Bottom line, Garland and OEL escaped. They’re now relishing the opportunity to play in a city that takes hockey matters seriously in a country where pucks are part of the fabric. Garland grew up near Boston, so he gets it, and Ekman-Larsson is Swedish.
Last season, Garland was second in the league behind Connor McDavid in drawing penalties, a pretty remarkable fact given the difference in their games. McDavid draws them as they’re holding on for dear life, Garland gets them as he’s cycling pucks or pissing people off, mostly the previous.
“I don’t think it’s from being a pest and that, I think it’s from having the puck on your stick and being hard to defend against,” Garland said after the loss to Detroit. “When I’m playing well and using my edges and my speed, and you beat somebody, they sometimes have to haul you down. I think it’s more from that than being competitive and going to the dirty areas.”
In Philly Friday night, Garland drew one against Flyer Max Willman in neutral ice that was based simply on the more stringent enforcement of the cross checking rule. Maybe a combination of motivations for Willman, puck possession for Garland and aggravation with the pest. Wednesday however, the Canucks third period comeback started with exactly what Garland is talking about. His fast-paced, tap-dancing and puck control up the right wing boards in the Oilers zone forced a trip by defenceman Tyson Barrie, and the Canucks scored on the ensuing power play.
Ekman-Larsson scored the first goal of Vancouver’s season.
Which provides a nice transition to the actual main man in the deal, particularly if you base it on cost, duration of contract, and expectations. This is an expensive bounce back situation for a player who admits he hasn’t been at his best the last two seasons. But the writing of his departure from purgatory was already on the wall for a full season, another distraction for a player stagnating in the desert. He arrived with six years remaining on a contract that pays him $8.25-million per season, almost a million of that retained by the Coyotes.
So far, his physical and chippy play has impressed the club. Vancouver Canucks head coach Travis Green mentioned early in camp that OEL’s hitting and physical nature pleasantly surprised him. OEL was particularly unpleasant in Detroit, twice involved in melees, in one instance giving Detroit D-man Moritz Seider a stick to the groin. He plays in all situations and is a veteran leader, wearing the C in Arizona and an A here in Vancouver.
“All the guys are unbelievable people in there and they’ve made it pretty easy,” OEL said after the Edmonton game. “It’s a big honour for me to wear a letter on my jersey. Bo (Horvat) is a great captain so I’m just trying to help him out, Millsy (JT Miller) has been here, and they’re a big part of this team.”
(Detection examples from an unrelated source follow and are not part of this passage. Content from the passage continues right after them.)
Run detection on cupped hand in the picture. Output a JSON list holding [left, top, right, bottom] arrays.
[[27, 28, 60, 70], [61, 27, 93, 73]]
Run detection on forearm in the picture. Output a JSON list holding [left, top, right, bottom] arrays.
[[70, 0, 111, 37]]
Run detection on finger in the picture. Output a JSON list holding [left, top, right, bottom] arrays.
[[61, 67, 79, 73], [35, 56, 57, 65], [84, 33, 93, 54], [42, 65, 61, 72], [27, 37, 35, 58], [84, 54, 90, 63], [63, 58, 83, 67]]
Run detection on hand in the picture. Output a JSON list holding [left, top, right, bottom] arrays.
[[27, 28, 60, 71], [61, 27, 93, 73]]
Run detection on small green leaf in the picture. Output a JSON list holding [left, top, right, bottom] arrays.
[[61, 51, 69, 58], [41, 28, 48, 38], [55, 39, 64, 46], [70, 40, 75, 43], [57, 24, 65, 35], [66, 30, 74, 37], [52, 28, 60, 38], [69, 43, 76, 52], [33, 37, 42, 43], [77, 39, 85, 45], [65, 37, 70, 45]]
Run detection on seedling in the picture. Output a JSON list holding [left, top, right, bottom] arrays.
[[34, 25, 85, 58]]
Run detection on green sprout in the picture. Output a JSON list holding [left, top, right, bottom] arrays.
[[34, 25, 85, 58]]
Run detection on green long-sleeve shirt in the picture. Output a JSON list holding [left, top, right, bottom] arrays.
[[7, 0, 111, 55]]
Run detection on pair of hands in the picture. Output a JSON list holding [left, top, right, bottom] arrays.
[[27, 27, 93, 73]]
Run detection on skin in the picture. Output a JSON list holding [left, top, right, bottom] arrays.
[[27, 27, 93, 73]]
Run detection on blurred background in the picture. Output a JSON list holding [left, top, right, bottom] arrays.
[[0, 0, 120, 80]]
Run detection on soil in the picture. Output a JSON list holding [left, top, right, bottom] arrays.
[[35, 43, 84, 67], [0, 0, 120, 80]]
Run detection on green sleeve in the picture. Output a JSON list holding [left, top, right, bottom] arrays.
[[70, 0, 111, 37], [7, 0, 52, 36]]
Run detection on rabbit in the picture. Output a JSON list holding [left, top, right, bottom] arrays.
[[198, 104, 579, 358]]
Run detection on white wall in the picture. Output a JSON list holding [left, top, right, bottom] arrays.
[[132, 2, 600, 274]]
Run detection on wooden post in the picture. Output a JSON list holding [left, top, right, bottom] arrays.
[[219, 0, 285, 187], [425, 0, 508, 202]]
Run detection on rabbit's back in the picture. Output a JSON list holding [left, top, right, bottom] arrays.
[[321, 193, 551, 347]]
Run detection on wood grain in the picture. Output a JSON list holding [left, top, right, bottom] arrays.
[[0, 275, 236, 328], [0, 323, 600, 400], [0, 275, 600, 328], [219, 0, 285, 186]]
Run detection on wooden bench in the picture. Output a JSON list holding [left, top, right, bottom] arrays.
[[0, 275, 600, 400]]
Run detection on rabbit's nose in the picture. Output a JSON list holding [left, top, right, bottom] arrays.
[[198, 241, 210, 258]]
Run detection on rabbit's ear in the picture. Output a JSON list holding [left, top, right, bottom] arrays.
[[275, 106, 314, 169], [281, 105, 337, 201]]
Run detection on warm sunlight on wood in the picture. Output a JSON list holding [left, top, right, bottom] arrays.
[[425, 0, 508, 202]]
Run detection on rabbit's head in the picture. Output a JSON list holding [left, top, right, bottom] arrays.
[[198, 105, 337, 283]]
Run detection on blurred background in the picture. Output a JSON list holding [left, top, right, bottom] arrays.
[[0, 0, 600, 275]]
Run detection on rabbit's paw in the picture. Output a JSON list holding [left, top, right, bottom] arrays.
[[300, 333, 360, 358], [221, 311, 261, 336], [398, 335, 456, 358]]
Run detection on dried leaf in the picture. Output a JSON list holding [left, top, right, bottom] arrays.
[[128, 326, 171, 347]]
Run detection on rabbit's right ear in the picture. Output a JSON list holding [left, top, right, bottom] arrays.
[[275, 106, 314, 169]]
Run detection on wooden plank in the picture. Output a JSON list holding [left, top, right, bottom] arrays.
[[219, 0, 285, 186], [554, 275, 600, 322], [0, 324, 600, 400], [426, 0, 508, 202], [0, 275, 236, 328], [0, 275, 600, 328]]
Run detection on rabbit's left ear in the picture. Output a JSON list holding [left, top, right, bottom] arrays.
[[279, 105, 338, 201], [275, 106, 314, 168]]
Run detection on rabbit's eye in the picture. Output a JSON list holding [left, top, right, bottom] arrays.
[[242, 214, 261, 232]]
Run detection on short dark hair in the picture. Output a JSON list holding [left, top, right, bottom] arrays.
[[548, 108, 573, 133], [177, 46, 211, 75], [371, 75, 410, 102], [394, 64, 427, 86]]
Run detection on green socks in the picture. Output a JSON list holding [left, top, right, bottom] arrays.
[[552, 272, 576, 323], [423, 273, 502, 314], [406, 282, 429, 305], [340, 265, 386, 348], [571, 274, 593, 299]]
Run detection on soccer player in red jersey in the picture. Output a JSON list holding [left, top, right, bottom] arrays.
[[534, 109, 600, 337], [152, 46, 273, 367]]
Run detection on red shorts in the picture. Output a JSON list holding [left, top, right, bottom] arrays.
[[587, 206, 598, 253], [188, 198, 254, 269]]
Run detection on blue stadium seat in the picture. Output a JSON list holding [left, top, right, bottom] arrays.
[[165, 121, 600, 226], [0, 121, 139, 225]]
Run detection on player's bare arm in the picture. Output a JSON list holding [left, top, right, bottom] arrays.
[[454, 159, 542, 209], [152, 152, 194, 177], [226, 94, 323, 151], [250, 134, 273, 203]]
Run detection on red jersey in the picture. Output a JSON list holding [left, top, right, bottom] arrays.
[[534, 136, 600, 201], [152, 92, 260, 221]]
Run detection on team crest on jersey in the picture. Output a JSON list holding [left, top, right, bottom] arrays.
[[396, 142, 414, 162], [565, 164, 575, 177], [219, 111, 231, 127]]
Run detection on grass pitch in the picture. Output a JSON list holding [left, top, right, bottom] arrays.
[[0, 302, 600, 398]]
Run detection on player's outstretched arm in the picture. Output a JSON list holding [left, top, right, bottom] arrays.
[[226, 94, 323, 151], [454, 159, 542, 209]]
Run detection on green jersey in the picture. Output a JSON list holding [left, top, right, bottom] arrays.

Ekman-Larsson has averaged 24-minutes a night. He already has 11 shots on goal, a goal, an assist, and eight hits. He’s also blocked three shots. He’s steady in all three zones, controls matters on the power play, and obviously isn’t afraid to do the dirty work.
Garland is playing just more than 20-minutes a night and seeing a couple of minutes each evening on the power play. He’s a point-a-game player thus far with an assist in the first two games and a goal in Detroit. Just as important is the fact that the Vancouver Canucks can never let down when he’s out there; his energy infectious.
Green was asked about Garland after the Detroit game, but he could have been talking about either player
“Competitive guys go to hard places and they get involved around the puck,” Green said. “They do whatever it takes to win; we can’t have enough ultra-competitive players and that’s what we look for in players.”
Purgatory, prison, call it what you’d like, but Garland and Ekman-Larsson have been released, and their making the most of their freedom.